I'm trying to use a saved Mllib model to predict sentiment on live streaming data.
I've tried all the recommendations I have found but still I get errors. Current error :Field "features" does not exist.
The schema of trained data is
root
|-- label: double (nullable = true)
|-- words: array (nullable = true)
| |-- element: string (containsNull = true)
|-- features: vector (nullable = true)
lines = spark\
.readStream\
.format("kafka")\
.option("kafka.bootstrap.servers", bootstrapServers)\
.option("subscribe", topics)\
.load()\
.selectExpr("CAST(value AS STRING)")
#<class 'pyspark.sql.dataframe.DataFrame'>
read_data=lines.selectExpr("CAST(value AS STRING) as text")
model_nb = NaiveBayesModel.load("./myNBmodel")

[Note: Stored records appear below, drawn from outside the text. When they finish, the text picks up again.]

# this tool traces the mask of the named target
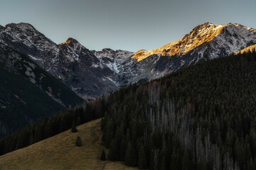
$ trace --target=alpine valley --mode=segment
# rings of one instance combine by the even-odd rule
[[[236,23],[206,23],[181,40],[137,52],[90,50],[71,38],[58,45],[28,23],[0,26],[0,137],[82,98],[93,100],[255,44],[256,30]]]
[[[255,47],[238,23],[135,52],[0,26],[0,169],[254,170]]]

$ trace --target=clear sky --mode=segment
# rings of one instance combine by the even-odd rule
[[[0,0],[0,25],[25,22],[56,43],[135,52],[181,38],[206,22],[256,28],[255,0]]]

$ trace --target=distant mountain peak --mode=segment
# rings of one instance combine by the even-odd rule
[[[77,40],[75,40],[75,39],[74,39],[73,38],[68,38],[67,39],[67,40],[65,40],[63,42],[61,42],[60,45],[65,45],[65,44],[66,45],[70,45],[71,43],[80,44],[79,42]]]
[[[255,33],[255,35],[253,35],[254,33]],[[231,50],[239,50],[240,47],[247,45],[246,44],[247,42],[247,42],[247,40],[254,40],[255,35],[256,36],[256,30],[238,23],[230,23],[226,25],[215,25],[210,23],[205,23],[195,27],[181,40],[151,50],[140,50],[134,53],[132,58],[140,62],[153,55],[158,55],[159,56],[183,56],[203,44],[210,42],[216,37],[218,37],[220,33],[226,35],[226,38],[234,36],[235,39],[238,41],[239,40],[242,40],[240,45],[241,47],[239,47],[239,45],[233,47],[233,42],[230,42],[230,47],[226,47],[227,49],[228,48],[227,52],[232,53]],[[220,40],[224,40],[225,38],[220,38],[222,39]],[[234,41],[235,42],[235,41],[236,40],[235,39],[230,39],[230,42]]]
[[[18,28],[22,30],[27,30],[27,29],[36,30],[36,28],[31,24],[27,23],[11,23],[5,26],[5,28],[8,28],[8,27]]]

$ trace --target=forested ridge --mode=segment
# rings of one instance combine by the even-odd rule
[[[104,115],[107,158],[149,169],[255,169],[256,52],[130,85],[0,140],[0,153]]]
[[[256,169],[256,55],[122,89],[102,123],[108,159],[149,169]]]

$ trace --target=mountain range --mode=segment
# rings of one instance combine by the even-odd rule
[[[55,44],[28,23],[0,27],[0,42],[26,55],[85,100],[161,77],[256,44],[256,30],[237,23],[196,26],[182,39],[137,52],[90,50],[73,38]]]
[[[56,44],[28,23],[0,26],[0,110],[5,113],[0,117],[0,137],[82,99],[243,52],[255,44],[256,30],[237,23],[206,23],[181,40],[136,52],[90,50],[71,38]],[[23,116],[20,110],[30,113]],[[14,123],[17,115],[23,120]]]

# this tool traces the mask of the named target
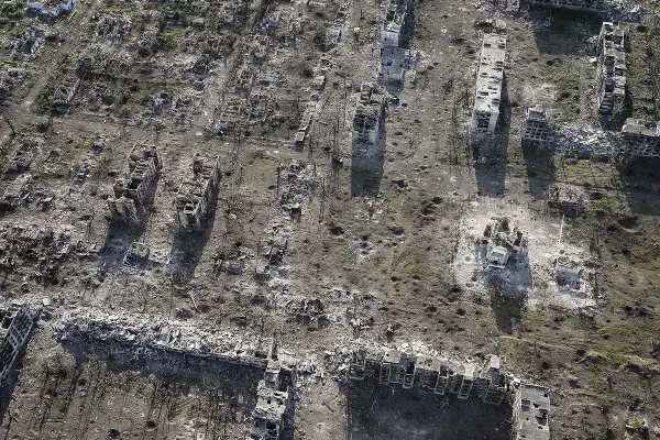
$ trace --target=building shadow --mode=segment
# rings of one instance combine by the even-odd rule
[[[140,241],[146,230],[157,188],[158,179],[156,178],[139,208],[138,221],[112,219],[108,224],[103,248],[99,254],[99,270],[101,273],[117,272],[123,267],[123,260],[131,244]]]
[[[497,329],[510,334],[522,319],[527,290],[531,286],[529,258],[512,256],[506,267],[490,268],[484,276]]]
[[[630,212],[660,216],[660,157],[629,157],[618,164]]]
[[[217,185],[218,187],[219,185]],[[201,228],[197,231],[187,231],[177,227],[174,231],[172,250],[169,251],[169,268],[178,284],[187,284],[193,279],[195,270],[201,260],[204,250],[213,231],[216,211],[218,209],[218,188],[210,197],[207,213]]]
[[[341,392],[346,402],[346,440],[510,439],[512,407],[506,404],[488,405],[369,380],[351,382]]]
[[[547,199],[548,187],[557,179],[553,146],[522,141],[521,150],[529,193],[536,199]]]
[[[386,144],[387,135],[385,121],[383,121],[374,145],[370,145],[364,153],[355,152],[355,146],[353,147],[351,158],[351,195],[353,197],[376,197],[381,191]]]

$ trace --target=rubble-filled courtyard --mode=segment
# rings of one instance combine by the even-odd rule
[[[0,437],[660,438],[654,0],[0,4]]]

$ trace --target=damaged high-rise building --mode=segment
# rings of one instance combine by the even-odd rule
[[[552,141],[556,135],[554,123],[546,110],[537,105],[527,109],[522,130],[524,144],[540,144]]]
[[[383,157],[382,142],[385,130],[387,99],[385,89],[365,82],[360,87],[360,97],[353,117],[353,156]]]
[[[129,175],[125,179],[118,179],[114,183],[113,197],[108,198],[108,208],[112,219],[138,221],[140,209],[146,201],[163,163],[158,147],[155,145],[134,145],[128,161]]]
[[[381,82],[403,82],[406,50],[415,26],[414,0],[392,0],[381,29]]]
[[[174,199],[177,223],[188,230],[199,230],[209,211],[220,180],[218,157],[195,155],[193,178],[182,183]]]
[[[474,110],[472,111],[471,133],[473,135],[493,134],[495,132],[497,119],[499,118],[505,61],[506,36],[501,34],[484,35],[476,75]]]
[[[622,23],[604,22],[598,36],[601,50],[598,70],[598,111],[604,116],[619,116],[626,101],[626,37]]]
[[[0,307],[0,384],[13,371],[37,319],[38,310],[24,304]]]
[[[622,129],[624,154],[660,157],[660,122],[628,118]]]

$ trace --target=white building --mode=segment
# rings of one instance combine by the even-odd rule
[[[504,81],[506,59],[506,36],[487,34],[484,36],[476,76],[476,95],[472,111],[471,132],[493,134],[499,118],[499,102]]]

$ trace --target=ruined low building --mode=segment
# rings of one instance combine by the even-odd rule
[[[38,310],[21,302],[0,307],[0,384],[13,372],[37,319]]]
[[[625,110],[627,32],[623,23],[604,22],[598,36],[601,48],[598,112],[604,116],[619,116]]]
[[[118,179],[113,196],[108,198],[108,208],[113,219],[138,220],[139,208],[146,201],[147,194],[163,166],[161,153],[155,145],[134,145],[129,154],[129,175]]]
[[[499,103],[504,84],[506,36],[486,34],[482,45],[476,95],[472,111],[471,133],[493,134],[499,118]]]
[[[362,381],[375,378],[383,385],[398,384],[403,388],[417,386],[438,395],[453,394],[461,399],[476,398],[495,405],[513,393],[510,377],[502,374],[497,356],[482,367],[398,350],[359,349],[352,353],[349,376]]]
[[[365,82],[360,87],[360,96],[353,116],[353,155],[382,156],[384,145],[378,141],[385,122],[387,100],[385,89]]]
[[[514,400],[513,440],[550,439],[550,397],[548,388],[521,384]]]
[[[294,383],[294,373],[293,359],[290,362],[268,361],[264,378],[258,382],[256,387],[256,406],[252,411],[250,439],[283,439],[288,411],[293,404],[290,387]]]
[[[391,0],[381,29],[381,47],[405,47],[415,24],[414,0]]]
[[[393,349],[358,348],[351,353],[349,377],[382,385],[420,387],[437,395],[455,395],[492,405],[513,406],[514,440],[550,438],[548,388],[521,384],[491,355],[486,365],[457,362]]]
[[[218,157],[193,158],[193,178],[182,183],[174,199],[177,223],[188,230],[199,230],[208,213],[220,180]]]
[[[493,217],[484,229],[480,245],[488,267],[504,268],[513,255],[527,251],[527,239],[508,217]]]
[[[605,9],[604,0],[529,0],[529,4],[591,12],[600,12]]]
[[[660,157],[660,122],[629,118],[622,129],[626,141],[624,154]]]
[[[552,141],[554,139],[554,123],[541,106],[530,107],[525,113],[522,142],[539,144]]]

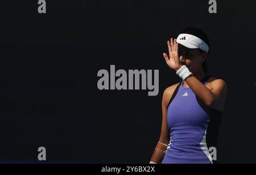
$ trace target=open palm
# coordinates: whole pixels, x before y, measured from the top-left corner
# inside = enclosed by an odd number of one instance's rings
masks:
[[[171,39],[171,44],[169,40],[167,41],[170,58],[166,53],[163,53],[163,56],[168,66],[171,69],[177,71],[179,68],[180,68],[180,67],[182,66],[182,64],[179,58],[179,44],[176,41],[176,39],[174,39],[174,42],[173,42],[172,38]]]

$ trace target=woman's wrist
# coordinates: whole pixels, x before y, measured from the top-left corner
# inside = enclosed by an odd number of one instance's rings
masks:
[[[176,74],[183,80],[188,78],[190,75],[193,74],[186,66],[183,65],[176,70]]]

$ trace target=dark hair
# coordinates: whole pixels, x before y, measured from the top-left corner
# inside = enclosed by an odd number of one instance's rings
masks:
[[[208,37],[207,35],[205,34],[205,33],[204,33],[200,29],[199,29],[196,28],[189,27],[183,30],[181,32],[180,32],[180,33],[187,33],[193,35],[193,36],[198,37],[201,40],[205,42],[205,43],[207,44],[207,45],[208,45],[209,48],[210,48],[210,40],[209,39],[209,37]],[[204,52],[204,50],[199,48],[197,49],[199,50],[200,53],[202,53]],[[209,54],[209,51],[208,52],[208,54]],[[207,60],[205,60],[203,63],[202,69],[204,73],[207,74],[208,69],[207,69]]]

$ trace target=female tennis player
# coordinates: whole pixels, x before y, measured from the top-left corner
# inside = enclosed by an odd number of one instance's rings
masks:
[[[181,81],[164,91],[161,133],[150,163],[216,163],[227,86],[207,74],[209,40],[188,28],[167,45],[163,56]]]

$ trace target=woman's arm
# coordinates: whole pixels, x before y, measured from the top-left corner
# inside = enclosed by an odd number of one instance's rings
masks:
[[[185,81],[195,94],[208,106],[216,108],[225,100],[227,86],[226,83],[221,79],[211,82],[211,89],[204,86],[193,75],[186,78]]]
[[[162,100],[162,119],[161,133],[159,142],[166,145],[168,144],[170,142],[170,133],[167,123],[167,105],[173,93],[174,90],[177,86],[177,84],[166,88],[164,91]],[[160,144],[160,144],[160,146],[161,146]],[[165,155],[165,153],[162,151],[157,148],[159,146],[159,143],[158,142],[156,149],[155,149],[150,160],[151,161],[155,163],[160,163],[162,161]]]

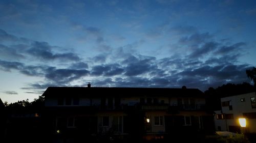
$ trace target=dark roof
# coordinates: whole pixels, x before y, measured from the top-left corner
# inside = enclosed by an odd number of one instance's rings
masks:
[[[4,103],[2,101],[1,98],[0,98],[0,106],[4,106]]]
[[[42,95],[51,97],[204,97],[198,89],[49,87]]]

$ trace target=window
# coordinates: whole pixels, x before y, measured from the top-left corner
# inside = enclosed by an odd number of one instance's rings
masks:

prediction = model_nb.transform(read_data)
print(prediction.schema)
query1 = prediction.writeStream \
.outputMode("update") \
.foreach(process_row) \
.start()
query1.awaitTermination()
prediction = model_nb.transform(read_data)
:Py4JJavaError: An error occurred while calling o133.transform. : java.lang.IllegalArgumentException: Field "features" does not exist. Available fields: text
Fetced data don't need features in order to have a prediction, right?